Even with cheaper gas compared with earlier periods of pressure, clean spark economics deteriorated further because outright power prices fell faster than gas costs. For front-week and balancing assumptions this matters: thermal plants are increasingly acting as residual units during daylight hours when solar is high and demand is soft. Evening scarcity still exists, but its pricing power appears compressed when much of the rest of the day is structurally oversupplied.
Cross-border spreads narrow amid still-favorable fundamentals
Cross-border price relationships became less extreme even though transfer conditions were not fully restored due to maintenance constraints. While HUPX remained above Germany in 127 hours overall, hourly spread narrowing was especially pronounced during solar hours.
The HU-DE spread in hour H21 averaged €34/MWh versus €59/MWh a week earlier.

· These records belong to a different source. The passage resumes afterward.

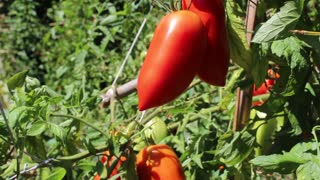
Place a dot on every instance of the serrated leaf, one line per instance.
(197, 159)
(234, 147)
(17, 80)
(279, 24)
(37, 128)
(130, 166)
(283, 163)
(18, 114)
(309, 170)
(57, 174)
(57, 131)
(86, 165)
(36, 148)
(304, 147)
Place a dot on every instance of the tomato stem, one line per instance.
(82, 121)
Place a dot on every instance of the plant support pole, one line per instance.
(244, 96)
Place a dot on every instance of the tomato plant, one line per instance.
(262, 90)
(172, 60)
(158, 162)
(215, 65)
(107, 159)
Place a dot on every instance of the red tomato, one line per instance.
(214, 67)
(158, 162)
(263, 89)
(173, 58)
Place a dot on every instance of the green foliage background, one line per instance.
(58, 57)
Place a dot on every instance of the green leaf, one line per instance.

The AT-DE spread also dropped sharply and PL-DE reached a three-week low—developments that helped ease Hungarian premium pressure. The report attributes most of this narrowing to relative market fundamentals rather than any clean restoration of transfer capability.
Regional flows improve but remain uneven
The export-import picture improved but did not fully normalize across SEE. The bloc remained a net importer at -1,172 MW; however this was 744 MW better than the previous week. Bulgaria and Romania improved materially while Serbia remained among the weakest points—the report describes Serbia’s net position as its lowest since December 2024.
Hungary also improved and Bulgaria’s position was described as its best since July last year. From a trading standpoint this suggests loosening at regional level rather than uniform relief across all local markets; some areas still showed structural tightness where hydro or coal underperformed.
Country pricing converges lower; Italy stays an anchor
Country averages moved broadly lower across Week 15: Romania averaged €88.01/MWh baseload; Serbia €91.35/MWh; Bulgaria €86.02/MWh; Greece €84.69/MWh; and Italy North €120.56/MWh. Hungary remained above most nearby SEE markets but still below Italy North by €28.4/MWh.
The Italy premium narrowed most clearly during solar hours, reinforcing Italy North as the higher-priced anchor for parts of the southern complex—while midday conditions temporarily weaken its pull on Hungary and surrounding markets.
A two-regime market: midday weakness versus evening firmness
The report’s key takeaway is that SEE pricing is increasingly split into two regimes. Midday outcomes are dominated by solar oversupply alongside prosumer suppression of visible demand and negative-price risk. Evening pricing remains supported by weaker wind conditions plus limited flexible thermal margins and still-constrained cross-zonal transfers.
This combination tends to flatten weekly averages while increasing intraday volatility—favoring trading approaches built around solar-hour weakness versus evening firmness rather than relying on a simple directional weekly view.
Net-net, Week 15 was bearish for baseload prices in Hungary and SEE—but not because conditions became comfortable overall. Prices fell because demand collapsed faster than supply tightened and because solar more than offset lost wind during key price-sensitive hours. As long as gas stays near €49/MWh with carbon stable around current levels—and holiday or shoulder-season demand remains soft—the HU+SEE complex is likely to keep producing weaker daytime prices. The main risk highlighted would be a rebound in load, sharper deterioration in transmission conditions, or a scenario where low wind coincides with weaker solar rather than stronger solar.